Brasil, dança absurda

No cinema

12.08.16

Uma imagem poderosa perpassa os vários segmentos de Brasil S/A, do pernambucano Marcelo Pedroso: sustentada por uma grua, uma enorme bandeira nacional paira sobre uma metrópole brasileira (Recife, mas não vem ao caso). O detalhe significativo é que a bandeira não está completa: falta-lhe o círculo central, azul, onde estão as estrelas e a divisa “Ordem e Progresso”.

Curiosamente, o logotipo oficial escolhido pelo presidente interino Michel Temer (com a ajuda de seu filho de sete anos) é justamente essa parte da bandeira suprimida no filme. Pura coincidência, pois Brasil S/A foi realizado em 2014, portanto muito antes do atual processo de impeachment, mas não há como deixar de ver o ensaio audiovisual de Marcelo Pedroso como uma espécie de comentário irônico ao ideário e à retórica do “Brasil grande e ordeiro” que ganharam novo impulso no atual governo.

O real coreografado

Mas o filme não é só isso. Chamei-o de ensaio porque não é propriamente documentário nem ficção. Sem nenhum diálogo ou locução, é um encadeamento de situações encenadas, mas filmadas como se fossem documentários, comerciais ou filmes institucionais – com a diferença de que são extremamente bem filmadas, coreografadas e montadas.

As primeiras imagens são de um navio singrando o mar. Atracado, ele desova no porto retroescavadeiras que descem a rampa em ritmo de desfile, ao som de uma música ironicamente épica. É a modernidade industrial chegando ao país do futuro. A partir daí, veremos uma série de clipes plástico-musicais em que homens e máquinas, no campo ou na cidade, interagem em estranhos e inquietantes balés.

Situações insólitas ali são apenas uma ligeira exacerbação do cotidiano. No trânsito entupido da metrópole, um aplicativo de celular chama um caminhão-cegonha em que os usuários sobem com seus carros para trafegar tranquilamente: sentados ao volante, um joga videogame, outro come um sanduíche, outra abre o teto solar e viaja como uma diva, com os cabelos ao vento.

Cortadores de cana se convertem em petroleiros e em astronautas, artistas negros de maracatu encenam uma paródia de baile na corte com os rostos cobertos de pó de arroz, fieis em transe num culto religioso choram, rezam, murmuram e gritam sem que ouçamos suas vozes. Tudo culmina com um espetacular eclipse motivado pela bandeira furada.

Modernidade torta

Sem que uma única palavra seja dita ou escrita, passam pela tela as grandes questões crônicas (e atuais) do país: a modernidade torta, a agroindústria predatória, a irracionalidade urbana, o racismo velado, o misticismo desesperado.

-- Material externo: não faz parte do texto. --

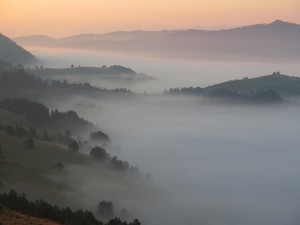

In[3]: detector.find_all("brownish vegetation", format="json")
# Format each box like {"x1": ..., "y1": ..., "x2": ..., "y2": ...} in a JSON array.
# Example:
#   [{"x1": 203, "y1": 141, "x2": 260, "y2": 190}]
[{"x1": 0, "y1": 208, "x2": 60, "y2": 225}]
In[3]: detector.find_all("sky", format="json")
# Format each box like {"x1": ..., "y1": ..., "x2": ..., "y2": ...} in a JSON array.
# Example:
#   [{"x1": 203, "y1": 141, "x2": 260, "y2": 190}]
[{"x1": 0, "y1": 0, "x2": 300, "y2": 37}]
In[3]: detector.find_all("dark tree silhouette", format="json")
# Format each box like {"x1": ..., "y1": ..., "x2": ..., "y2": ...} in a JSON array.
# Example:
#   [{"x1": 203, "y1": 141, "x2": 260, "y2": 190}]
[
  {"x1": 90, "y1": 146, "x2": 110, "y2": 161},
  {"x1": 97, "y1": 201, "x2": 115, "y2": 219},
  {"x1": 24, "y1": 138, "x2": 35, "y2": 149},
  {"x1": 90, "y1": 131, "x2": 110, "y2": 142},
  {"x1": 68, "y1": 140, "x2": 79, "y2": 152},
  {"x1": 5, "y1": 125, "x2": 15, "y2": 136}
]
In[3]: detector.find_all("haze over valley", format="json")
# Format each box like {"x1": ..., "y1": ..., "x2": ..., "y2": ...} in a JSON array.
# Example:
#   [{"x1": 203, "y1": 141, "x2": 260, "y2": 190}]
[{"x1": 0, "y1": 0, "x2": 300, "y2": 225}]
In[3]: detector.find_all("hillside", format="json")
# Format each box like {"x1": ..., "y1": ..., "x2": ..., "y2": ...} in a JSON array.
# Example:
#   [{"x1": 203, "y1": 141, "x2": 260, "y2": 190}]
[
  {"x1": 0, "y1": 102, "x2": 147, "y2": 218},
  {"x1": 166, "y1": 72, "x2": 300, "y2": 103},
  {"x1": 0, "y1": 34, "x2": 37, "y2": 65},
  {"x1": 14, "y1": 20, "x2": 300, "y2": 61},
  {"x1": 204, "y1": 73, "x2": 300, "y2": 96},
  {"x1": 0, "y1": 208, "x2": 59, "y2": 225}
]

Ganhador de três prêmios no festival de Brasília (direção, roteiro e som), Brasil S/A deve muito de sua força à fotografia de Ivo Lopes Araújo, à música de Mateus Alves e à montagem de Daniel Bandeira. Num filme em que tudo depende do ritmo e da sutileza das associações entre imagens díspares e não consecutivas, a articulação entre essas instâncias é essencial. Em seus melhores momentos (como nas cenas de estrada, filmadas do alto), o balé mecânico remete irresistivelmente a filmes de Jacques Tati como Playtime e Trafic. O absurdo dói, mas tem sua graça.